But part of what made Mister Rogers' Neighborhood great and unique is that, for all its beautiful days in the neighborhood, it was also the darkest work of popular culture made for preschoolers since perhaps the Brothers Grimm. Mister Rogers was softer than anyone else in children's TV because so many of the messages he had to impart were harder. That your parents might someday decide not to live together anymore. That dogs and guppies and people all someday will die. That sometimes you will feel ashamed and other times you will be so mad you will want to bite someone. He even calmed fears that may seem silly but to a child are real and consuming--like being afraid to take a bath because you might be sucked down the pipes. Mister Rogers gently sang, "You can never go down/Can never go down/Can never go down the drain."

In other words, Fred Rogers knew that childhood, which we misremember as carefree and innocent, is a time of roiling passions, anguish and terror. His show, the first version of which debuted in 1963, was his professional way of doing what he had done as a boy in Latrobe, Pa., when he played with puppets to calm himself after hearing scary news reports. And perhaps one reason his death touched adults so deeply is the feeling that Mister Rogers left us when we could especially use someone to teach us to manage our children's fears, and our own.
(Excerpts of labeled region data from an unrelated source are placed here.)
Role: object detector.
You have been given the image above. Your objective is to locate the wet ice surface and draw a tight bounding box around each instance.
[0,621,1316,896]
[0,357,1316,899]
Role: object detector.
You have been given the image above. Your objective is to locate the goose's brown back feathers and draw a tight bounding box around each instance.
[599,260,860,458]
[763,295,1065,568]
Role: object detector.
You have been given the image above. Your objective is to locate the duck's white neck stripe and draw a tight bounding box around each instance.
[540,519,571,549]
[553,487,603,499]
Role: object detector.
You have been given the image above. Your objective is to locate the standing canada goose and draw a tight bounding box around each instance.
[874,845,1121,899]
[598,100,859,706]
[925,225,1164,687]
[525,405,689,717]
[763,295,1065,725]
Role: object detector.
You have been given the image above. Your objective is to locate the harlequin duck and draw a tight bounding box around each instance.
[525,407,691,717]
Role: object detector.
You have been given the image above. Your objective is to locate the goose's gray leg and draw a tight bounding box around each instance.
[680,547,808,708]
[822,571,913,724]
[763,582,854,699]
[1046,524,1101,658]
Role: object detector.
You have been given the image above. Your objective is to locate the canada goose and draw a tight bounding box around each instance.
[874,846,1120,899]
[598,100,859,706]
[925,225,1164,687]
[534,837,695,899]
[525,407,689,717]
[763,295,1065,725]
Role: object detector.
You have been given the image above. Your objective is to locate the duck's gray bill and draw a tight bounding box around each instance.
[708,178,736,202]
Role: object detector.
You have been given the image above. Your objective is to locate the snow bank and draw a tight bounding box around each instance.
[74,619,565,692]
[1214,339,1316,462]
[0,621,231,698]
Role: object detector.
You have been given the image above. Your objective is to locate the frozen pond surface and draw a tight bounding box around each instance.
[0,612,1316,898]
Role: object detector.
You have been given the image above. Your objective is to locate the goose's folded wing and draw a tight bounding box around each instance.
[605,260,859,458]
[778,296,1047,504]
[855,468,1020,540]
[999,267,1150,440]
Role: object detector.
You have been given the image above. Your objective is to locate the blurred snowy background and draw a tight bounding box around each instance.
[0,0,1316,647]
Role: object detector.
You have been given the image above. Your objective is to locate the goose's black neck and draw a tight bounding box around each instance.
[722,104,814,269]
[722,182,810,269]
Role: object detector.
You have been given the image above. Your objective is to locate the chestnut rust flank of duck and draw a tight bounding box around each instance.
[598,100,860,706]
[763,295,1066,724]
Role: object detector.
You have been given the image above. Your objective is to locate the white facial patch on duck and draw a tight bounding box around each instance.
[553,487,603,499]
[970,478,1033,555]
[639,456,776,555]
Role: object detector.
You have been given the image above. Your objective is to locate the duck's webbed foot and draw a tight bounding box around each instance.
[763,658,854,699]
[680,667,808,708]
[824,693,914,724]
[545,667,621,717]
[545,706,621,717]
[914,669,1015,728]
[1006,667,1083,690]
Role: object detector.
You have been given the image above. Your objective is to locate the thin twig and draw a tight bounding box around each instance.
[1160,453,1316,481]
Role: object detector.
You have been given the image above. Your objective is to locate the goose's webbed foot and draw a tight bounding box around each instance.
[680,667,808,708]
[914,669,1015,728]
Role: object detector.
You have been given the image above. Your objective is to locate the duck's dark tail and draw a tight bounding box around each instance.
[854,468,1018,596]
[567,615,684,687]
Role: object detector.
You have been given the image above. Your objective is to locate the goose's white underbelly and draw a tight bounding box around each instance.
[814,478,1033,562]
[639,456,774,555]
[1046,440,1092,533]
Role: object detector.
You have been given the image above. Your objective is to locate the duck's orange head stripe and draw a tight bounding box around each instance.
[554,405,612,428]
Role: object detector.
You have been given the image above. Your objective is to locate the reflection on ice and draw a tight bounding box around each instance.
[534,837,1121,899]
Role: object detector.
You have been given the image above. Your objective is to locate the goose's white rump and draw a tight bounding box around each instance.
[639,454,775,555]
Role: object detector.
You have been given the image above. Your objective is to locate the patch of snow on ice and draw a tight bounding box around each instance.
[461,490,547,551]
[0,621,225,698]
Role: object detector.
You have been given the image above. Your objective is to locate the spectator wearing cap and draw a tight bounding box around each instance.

The last original episode of Mister Rogers' Neighborhood aired on Aug. 31, 2001--a scant 11 days before we needed him to explain the biggest Big Inexplicable yet. He returned to tape public-service announcements on how to talk to kids about the Sept. 11 anniversary, but the anxiety has only built since then. War jitters, orange alerts and duct-tape mania have rendered literal our most childlike, monsters-under-the-bed fears: that a tall building can collapse like a house of cards, that something bad can seep in ghostlike through your window and hurt you.